Querendaro Station
April 6 – 29, 2000
Portraits from a small place
These portraits are from the small village Estacion Querendaro (Querendaro Station) in the State of Michoacan in central Mexico. Like many small rural Mexican communities, Querendaro Station is attempting to bridge the gap between the traditional agricultural lifestyle of rural Mexico and the changing demands of the modern post NAFTA world. No longer able to sustain itself entirely by agriculture and having no commercial nor industrial base, a community such as Querendaro Station is able to survive in part by the migration of its young men and women to labor in the factories and fields of far off places, often requiring them to cross the border to find work as immigrants in the United States.
My first awareness of Querendaro Station came from working with a group of immigrant workers, around 15 to 20 in all, from this particular little village in central Mexico. I was curious. Who were these tough workers I was working with? Where did they come from? What was the life like back in their hometown? As I came to know them better I saw how they were living up here, mostly living lightly in sparsely furnished apartments on the cheap side of town. Their job required working long hours. They were committed to sending money back to their families in Mexico. They seemed to be in no hurry to acclimate to the Anglo culture, as if by learning English they would somehow jeopardize their loyalty to their place of origin. Each year as autumn came to an end, when the roofing work around the Pacific Northwest has slowed to a crawl, some of them who could afford to would return to winter over at their pueblo of Querendaro Station.
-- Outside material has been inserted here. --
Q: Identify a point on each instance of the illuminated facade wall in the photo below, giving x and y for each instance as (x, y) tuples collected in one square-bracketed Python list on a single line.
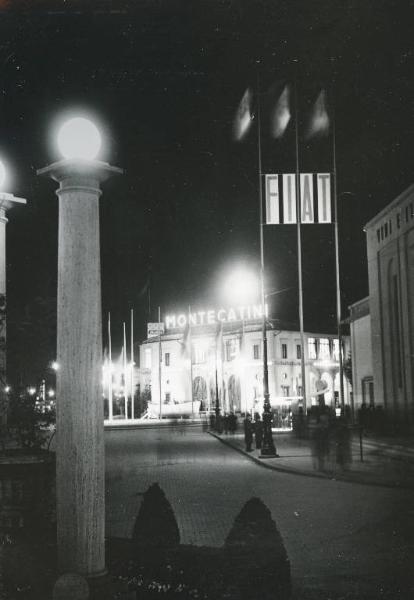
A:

I realized that I needed to pay this place a winter’s visit.
The train no longer stops at the old railroad station, now just an inert pile of bricks holding up a sign from another age, from a time when this was the railroad connection for the nearby Hacienda of Querendaro, hence the name Querendaro Station. This small town is pressed against the south shore of Lake Cuitzeo. Every year the white pelicans return to winter in the shallow waters of the lake. Lake Cuitzeo is now separated from the adjacent village by a toll way, running between Guadalajara and Mexico City. The toll way and the town, products of different times, of different priorities, are in no way connected. In the flat between this modern four lane elevated expressway and the village lies a bare dirt soccer field. A rocky footpath leads up from the pitch to the town which is comprised of the old railroad station, a church, a school, a few stores and agricultural buildings as well as several hundred brick houses clustered around a dead end road. This road connects it to the community of Francisco Villa on the road to Zinapecuaro.
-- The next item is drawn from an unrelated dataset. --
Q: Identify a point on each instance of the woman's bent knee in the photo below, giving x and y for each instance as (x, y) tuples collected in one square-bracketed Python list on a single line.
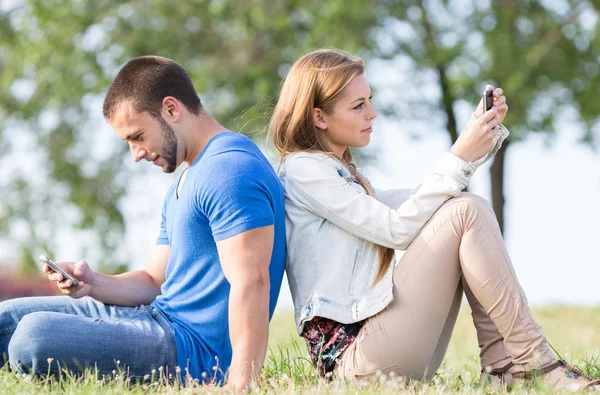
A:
[(471, 200)]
I arrive in winter, and many of the village’s emigrant workers have already come trickling back from afar to their homes, friends and families. For them this is a time to rest, a time for celebration, for spending time with friends and families. In this town, which at that time (1997) had only two telephones, visiting is the order of the day. Those who have been successful in their work abroad return with their hard won earnings. Some of the more ambitious of these returnees are already at work using these resources to construct or expand houses for their growing families. Some of the younger returnees seem to be content just hanging out with their buddies. There are stories to share, games to play. I am received with great hospitality on my visit, as though I was royalty. The winter’s return of the town’s emigrant workers is duly noted by those next in line who, if now out of school, can see that the time indeed is coming when they too will have to pack up a few possessions and make the journey from this comfortable familiar place, where they know everyone and are known by everybody, to migrate to a larger, stranger world. For surely after the winter comes the spring when the wintering workers, as well as the pelicans, will again depart from the shores of the large shallow lake and make that journey to the North.